September 29, 2009 – GE Healthcare said the first clinical use of true integrated Fractional Flow Reserve (FFR) has been implemented at Christus St. Vincent Regional Medical Center in Santa Fe, N.M., to evaluate the severity of lesions in coronary arteries.

GE has integrated the wireless PressureWire Aeris and FFR technology from Radi Medical (now part of St. Jude Medical) into the Mac-Lab hemodynamic recording systems, eliminating the need for a separate analyzer.
This announcement comes after a report released at the 2009 European Society of Cardiology (ESC) Congress meeting (Aug. 29 through Sept. 2) in Barcelona confirmed the benefits of FFR-guided percutaneous coronary Intervention, first reported in the landmark Fractional Flow Reserve vs. Angiography in Multivessel Evaluation (FAME) Study.

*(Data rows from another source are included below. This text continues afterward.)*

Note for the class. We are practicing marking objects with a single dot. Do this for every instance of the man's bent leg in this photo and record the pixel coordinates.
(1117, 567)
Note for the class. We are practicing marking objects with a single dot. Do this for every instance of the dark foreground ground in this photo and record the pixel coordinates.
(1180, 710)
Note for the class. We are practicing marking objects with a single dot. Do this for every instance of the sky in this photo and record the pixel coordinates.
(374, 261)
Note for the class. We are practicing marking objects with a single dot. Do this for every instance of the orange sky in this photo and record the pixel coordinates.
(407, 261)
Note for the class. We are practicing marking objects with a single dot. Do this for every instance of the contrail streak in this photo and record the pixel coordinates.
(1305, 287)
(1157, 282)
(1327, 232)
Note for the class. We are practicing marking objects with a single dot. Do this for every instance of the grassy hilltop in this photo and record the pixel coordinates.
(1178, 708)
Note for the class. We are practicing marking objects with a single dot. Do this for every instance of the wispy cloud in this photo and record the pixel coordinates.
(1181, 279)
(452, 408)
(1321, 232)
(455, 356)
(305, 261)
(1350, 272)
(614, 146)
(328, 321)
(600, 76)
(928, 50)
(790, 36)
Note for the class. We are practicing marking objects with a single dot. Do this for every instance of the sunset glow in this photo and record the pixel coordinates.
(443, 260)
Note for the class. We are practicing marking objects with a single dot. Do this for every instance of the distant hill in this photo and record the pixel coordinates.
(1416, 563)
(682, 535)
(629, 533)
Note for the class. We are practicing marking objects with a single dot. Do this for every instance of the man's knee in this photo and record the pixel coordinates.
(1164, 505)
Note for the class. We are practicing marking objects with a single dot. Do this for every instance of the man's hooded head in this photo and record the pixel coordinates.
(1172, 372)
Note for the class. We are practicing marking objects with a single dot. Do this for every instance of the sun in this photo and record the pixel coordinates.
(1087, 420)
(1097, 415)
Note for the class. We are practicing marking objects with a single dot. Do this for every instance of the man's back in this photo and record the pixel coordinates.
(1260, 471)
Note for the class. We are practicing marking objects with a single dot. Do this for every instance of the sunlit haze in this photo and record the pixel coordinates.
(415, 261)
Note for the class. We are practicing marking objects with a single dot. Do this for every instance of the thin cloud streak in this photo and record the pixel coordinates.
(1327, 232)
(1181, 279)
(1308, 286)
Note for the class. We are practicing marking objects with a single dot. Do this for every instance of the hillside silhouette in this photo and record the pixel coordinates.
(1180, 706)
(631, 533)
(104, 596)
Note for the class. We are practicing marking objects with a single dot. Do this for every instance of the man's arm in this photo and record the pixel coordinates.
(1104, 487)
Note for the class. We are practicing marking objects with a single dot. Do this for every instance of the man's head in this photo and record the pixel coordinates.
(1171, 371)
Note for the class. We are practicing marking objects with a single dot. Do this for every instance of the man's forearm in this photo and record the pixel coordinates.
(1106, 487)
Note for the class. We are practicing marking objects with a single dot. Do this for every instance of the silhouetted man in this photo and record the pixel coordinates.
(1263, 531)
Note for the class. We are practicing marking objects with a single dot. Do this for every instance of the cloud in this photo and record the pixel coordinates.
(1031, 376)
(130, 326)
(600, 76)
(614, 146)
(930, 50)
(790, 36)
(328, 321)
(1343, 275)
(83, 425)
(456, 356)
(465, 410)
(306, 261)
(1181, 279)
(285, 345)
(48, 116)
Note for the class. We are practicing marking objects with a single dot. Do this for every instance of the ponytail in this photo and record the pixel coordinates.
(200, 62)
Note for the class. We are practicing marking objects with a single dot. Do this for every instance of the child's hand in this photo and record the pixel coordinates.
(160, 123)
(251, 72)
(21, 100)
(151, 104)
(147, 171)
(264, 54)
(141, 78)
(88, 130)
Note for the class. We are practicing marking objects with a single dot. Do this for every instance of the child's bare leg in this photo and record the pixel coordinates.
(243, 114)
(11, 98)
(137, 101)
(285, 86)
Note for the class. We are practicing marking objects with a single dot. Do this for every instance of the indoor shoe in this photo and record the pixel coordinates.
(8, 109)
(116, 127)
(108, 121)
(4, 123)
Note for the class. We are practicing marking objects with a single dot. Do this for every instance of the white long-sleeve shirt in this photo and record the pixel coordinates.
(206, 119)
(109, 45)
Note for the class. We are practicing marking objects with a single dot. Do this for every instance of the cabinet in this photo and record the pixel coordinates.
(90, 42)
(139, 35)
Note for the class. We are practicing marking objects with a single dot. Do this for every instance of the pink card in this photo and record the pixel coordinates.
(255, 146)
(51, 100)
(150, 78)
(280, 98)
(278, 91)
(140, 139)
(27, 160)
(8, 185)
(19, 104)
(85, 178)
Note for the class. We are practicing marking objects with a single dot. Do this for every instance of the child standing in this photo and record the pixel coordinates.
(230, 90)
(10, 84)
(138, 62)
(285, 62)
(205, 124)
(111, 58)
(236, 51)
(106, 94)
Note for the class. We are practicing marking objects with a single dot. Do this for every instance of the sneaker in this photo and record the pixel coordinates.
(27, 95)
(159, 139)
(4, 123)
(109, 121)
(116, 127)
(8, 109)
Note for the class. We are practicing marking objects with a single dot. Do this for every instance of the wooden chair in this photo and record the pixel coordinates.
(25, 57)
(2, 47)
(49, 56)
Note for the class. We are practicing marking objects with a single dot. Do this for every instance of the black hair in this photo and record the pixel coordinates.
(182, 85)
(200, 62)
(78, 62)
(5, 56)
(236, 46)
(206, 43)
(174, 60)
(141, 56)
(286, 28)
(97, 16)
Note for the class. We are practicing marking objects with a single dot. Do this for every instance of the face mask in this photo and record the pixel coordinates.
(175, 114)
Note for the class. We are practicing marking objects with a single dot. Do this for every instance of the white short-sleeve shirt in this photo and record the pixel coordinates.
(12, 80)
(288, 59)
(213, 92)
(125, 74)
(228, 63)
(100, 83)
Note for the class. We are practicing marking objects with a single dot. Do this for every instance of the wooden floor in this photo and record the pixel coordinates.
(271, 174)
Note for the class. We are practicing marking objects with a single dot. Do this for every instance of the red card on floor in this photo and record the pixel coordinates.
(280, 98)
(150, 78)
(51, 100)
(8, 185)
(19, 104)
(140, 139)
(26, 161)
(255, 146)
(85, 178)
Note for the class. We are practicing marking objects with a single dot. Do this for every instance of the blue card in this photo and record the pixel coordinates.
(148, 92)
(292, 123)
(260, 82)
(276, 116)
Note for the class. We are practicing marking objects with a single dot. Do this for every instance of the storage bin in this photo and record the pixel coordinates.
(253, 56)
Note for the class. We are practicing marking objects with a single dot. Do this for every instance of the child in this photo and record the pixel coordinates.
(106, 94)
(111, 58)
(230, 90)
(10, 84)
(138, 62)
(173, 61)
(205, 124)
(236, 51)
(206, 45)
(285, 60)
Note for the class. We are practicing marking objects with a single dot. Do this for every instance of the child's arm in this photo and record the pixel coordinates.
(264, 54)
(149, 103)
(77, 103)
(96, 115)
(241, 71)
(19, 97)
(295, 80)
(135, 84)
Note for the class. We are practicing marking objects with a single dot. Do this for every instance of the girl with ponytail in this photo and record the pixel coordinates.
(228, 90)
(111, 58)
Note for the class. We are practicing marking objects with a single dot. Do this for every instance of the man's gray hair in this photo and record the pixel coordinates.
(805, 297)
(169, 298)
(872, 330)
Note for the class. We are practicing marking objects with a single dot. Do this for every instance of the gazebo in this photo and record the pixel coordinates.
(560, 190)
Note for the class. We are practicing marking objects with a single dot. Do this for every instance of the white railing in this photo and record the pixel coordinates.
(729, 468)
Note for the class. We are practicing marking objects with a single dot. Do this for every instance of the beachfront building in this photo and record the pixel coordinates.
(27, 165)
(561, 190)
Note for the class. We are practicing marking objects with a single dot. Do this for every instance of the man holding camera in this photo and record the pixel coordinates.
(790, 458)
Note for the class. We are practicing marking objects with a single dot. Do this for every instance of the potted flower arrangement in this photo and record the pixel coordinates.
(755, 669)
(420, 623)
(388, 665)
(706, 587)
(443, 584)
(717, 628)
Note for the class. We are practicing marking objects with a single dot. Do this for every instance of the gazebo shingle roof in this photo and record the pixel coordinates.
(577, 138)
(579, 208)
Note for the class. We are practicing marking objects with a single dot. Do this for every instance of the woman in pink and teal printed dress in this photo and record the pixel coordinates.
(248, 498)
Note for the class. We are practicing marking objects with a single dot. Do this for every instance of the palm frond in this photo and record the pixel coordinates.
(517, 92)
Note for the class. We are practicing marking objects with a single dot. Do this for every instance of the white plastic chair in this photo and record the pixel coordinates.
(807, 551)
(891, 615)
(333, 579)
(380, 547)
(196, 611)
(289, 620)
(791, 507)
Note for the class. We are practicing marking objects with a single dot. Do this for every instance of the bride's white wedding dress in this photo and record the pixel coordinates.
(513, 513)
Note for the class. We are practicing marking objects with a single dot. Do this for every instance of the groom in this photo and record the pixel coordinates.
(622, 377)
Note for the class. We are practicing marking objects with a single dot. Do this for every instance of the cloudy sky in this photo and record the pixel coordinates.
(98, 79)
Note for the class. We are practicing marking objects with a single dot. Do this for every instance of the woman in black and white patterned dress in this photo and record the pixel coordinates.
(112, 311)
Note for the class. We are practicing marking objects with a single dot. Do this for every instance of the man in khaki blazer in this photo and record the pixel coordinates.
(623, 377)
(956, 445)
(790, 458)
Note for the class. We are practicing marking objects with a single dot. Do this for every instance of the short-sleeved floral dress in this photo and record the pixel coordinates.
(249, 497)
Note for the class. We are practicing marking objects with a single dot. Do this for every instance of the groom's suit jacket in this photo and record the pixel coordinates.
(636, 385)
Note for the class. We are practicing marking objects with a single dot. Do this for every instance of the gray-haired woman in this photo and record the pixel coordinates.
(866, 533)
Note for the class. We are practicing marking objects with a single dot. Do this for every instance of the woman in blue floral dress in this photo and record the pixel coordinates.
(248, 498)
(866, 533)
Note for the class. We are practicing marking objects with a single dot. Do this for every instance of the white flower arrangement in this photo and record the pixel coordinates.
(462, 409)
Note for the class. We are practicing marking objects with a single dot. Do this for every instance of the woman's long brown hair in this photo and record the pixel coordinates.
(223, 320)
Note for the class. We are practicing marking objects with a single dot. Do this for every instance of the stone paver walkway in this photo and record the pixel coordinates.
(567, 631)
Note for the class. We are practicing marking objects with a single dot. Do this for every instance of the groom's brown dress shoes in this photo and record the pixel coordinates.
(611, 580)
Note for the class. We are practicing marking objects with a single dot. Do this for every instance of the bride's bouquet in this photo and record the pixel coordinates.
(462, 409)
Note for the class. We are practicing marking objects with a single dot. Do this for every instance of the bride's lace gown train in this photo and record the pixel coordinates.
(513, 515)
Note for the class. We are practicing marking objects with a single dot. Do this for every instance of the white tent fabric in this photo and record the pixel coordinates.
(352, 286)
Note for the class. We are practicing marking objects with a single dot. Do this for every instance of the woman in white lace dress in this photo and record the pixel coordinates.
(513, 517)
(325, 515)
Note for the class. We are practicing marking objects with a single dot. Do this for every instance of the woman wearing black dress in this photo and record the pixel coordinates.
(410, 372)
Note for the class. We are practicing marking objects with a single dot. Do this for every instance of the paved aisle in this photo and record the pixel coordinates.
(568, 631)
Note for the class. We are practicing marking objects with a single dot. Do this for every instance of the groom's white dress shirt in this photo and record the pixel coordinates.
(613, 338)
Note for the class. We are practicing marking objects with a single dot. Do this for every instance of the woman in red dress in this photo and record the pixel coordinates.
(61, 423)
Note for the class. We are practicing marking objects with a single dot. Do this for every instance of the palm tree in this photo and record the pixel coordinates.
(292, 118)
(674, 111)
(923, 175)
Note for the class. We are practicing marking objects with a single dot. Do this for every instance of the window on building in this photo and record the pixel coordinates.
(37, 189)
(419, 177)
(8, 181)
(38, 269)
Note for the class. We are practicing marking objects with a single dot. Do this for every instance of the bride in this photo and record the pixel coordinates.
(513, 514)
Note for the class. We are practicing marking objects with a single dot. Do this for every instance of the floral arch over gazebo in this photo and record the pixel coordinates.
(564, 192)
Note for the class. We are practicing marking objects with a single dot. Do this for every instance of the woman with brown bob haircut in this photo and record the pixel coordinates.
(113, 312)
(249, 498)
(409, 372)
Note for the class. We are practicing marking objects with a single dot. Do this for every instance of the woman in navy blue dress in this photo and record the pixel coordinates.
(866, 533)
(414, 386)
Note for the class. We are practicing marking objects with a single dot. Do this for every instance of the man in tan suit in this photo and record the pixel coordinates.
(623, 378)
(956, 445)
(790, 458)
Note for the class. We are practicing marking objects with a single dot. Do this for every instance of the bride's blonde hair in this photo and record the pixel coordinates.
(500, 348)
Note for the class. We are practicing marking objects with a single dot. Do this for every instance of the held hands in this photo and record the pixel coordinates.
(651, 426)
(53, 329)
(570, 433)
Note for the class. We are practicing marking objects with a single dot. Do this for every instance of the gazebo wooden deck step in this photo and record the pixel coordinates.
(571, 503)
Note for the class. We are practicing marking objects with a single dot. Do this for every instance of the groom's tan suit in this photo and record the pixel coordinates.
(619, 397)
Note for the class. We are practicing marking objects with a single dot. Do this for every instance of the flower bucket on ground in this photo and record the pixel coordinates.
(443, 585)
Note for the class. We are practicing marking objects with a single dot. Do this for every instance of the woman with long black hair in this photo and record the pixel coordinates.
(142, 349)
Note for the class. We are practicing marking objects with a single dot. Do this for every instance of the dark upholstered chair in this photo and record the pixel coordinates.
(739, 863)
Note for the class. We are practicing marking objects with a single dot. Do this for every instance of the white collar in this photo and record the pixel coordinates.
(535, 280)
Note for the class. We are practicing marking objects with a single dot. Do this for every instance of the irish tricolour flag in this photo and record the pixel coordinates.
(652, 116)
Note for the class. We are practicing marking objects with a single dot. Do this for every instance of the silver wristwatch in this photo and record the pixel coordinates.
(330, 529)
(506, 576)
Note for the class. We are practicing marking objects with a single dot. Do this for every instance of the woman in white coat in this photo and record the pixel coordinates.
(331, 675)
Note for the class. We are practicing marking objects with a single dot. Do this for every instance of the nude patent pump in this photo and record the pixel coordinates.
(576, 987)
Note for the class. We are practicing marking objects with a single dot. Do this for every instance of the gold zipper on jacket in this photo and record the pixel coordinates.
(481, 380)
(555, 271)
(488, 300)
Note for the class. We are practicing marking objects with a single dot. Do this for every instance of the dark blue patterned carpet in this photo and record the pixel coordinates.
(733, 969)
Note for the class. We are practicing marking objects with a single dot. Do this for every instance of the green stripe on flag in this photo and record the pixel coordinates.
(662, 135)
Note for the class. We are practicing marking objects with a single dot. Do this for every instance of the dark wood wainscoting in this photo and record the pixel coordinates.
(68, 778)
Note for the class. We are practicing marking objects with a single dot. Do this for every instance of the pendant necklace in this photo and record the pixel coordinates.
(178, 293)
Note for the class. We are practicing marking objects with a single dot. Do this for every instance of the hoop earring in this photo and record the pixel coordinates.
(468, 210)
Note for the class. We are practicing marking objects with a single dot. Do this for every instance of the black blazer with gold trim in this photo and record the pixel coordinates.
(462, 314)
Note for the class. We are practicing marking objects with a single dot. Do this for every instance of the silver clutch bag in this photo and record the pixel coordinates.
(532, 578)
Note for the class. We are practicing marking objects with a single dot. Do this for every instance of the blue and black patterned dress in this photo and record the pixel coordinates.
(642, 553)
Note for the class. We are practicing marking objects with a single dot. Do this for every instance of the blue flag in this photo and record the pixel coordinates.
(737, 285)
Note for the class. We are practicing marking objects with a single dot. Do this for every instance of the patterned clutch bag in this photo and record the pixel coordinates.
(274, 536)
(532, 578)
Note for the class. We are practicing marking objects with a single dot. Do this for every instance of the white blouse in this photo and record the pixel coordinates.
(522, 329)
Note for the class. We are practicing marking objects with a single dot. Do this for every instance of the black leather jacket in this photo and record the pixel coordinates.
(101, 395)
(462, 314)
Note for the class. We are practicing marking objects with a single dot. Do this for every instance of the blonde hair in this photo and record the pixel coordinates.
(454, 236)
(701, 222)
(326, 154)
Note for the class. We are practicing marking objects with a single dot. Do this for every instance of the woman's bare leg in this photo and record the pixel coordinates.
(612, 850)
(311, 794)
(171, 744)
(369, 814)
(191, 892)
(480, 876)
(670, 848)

The FAME study, published in the New England Journal of Medicine in January 2009, compared the 12-month outcomes of patients receiving FFR-guided treatment with treatments using angiography alone. In the study, the risk of a patient dying or having a heart attack was reduced by approximately 35 percent when FFR measurement was performed (7.3 percent for the FFR-guided group compared to 11.1 percent for the angiography-guided group). FAME also showed that the 12-month overall rate of major adverse cardiac events (MACE) was 28 percent lower for the FFR-guided group (13.2 percent for the FFR-guided group compared to 18.4 percent). This means that the likelihood of a patient having to return for further treatment (repeat stent placement or coronary artery bypass graft surgery) was significantly lower for the FFR-guided group.

In addition to the significant difference in MACE, the quality of life (freedom from angina and chest pain) for patients whose treatment was guided by FFR was equal to, and in some cases better than, that of patients whose treatment was based solely on angiography.

The follow-up data confirms that routine measurement of FFR during angioplasty can improve clinical outcomes when compared to traditional treatment after 18 months

GE Healthcare and St. Jude Medical, Inc., introduced the one of first fully integrated wireless solutions for the measurement of FFR in March 2009. Under the agreement, the FFR measurement algorithm was integrated into GE’s Mac-Lab XT and XTi hemodynamic recording systems. With FFR as just another measurement taken directly by the Mac-Lab system, it becomes part of the patient’s case record. Documenting the hemodynamic severity of lesions and combining them with other procedural data and angiographic imagery helps create a more complete patient record and promotes better clinical decisions.

FFR provides an objective value to help determine the hemodynamic severity of coronary lesions, measure the impact of a stenosis in limiting flow to the myocardium and help identify lesions responsible for ischemia. The FFR algorithm is built into the Mac-Lab recording system

“True integrated FFR on the Mac-Lab greatly simplifies the procedure with no additional equipment to set up or interface,” said Mark Zolnick, M.D., FACC, FSCAI, Christus St. Vincent Regional Medical Center. “It takes virtually no additional time to obtain this valuable parameter."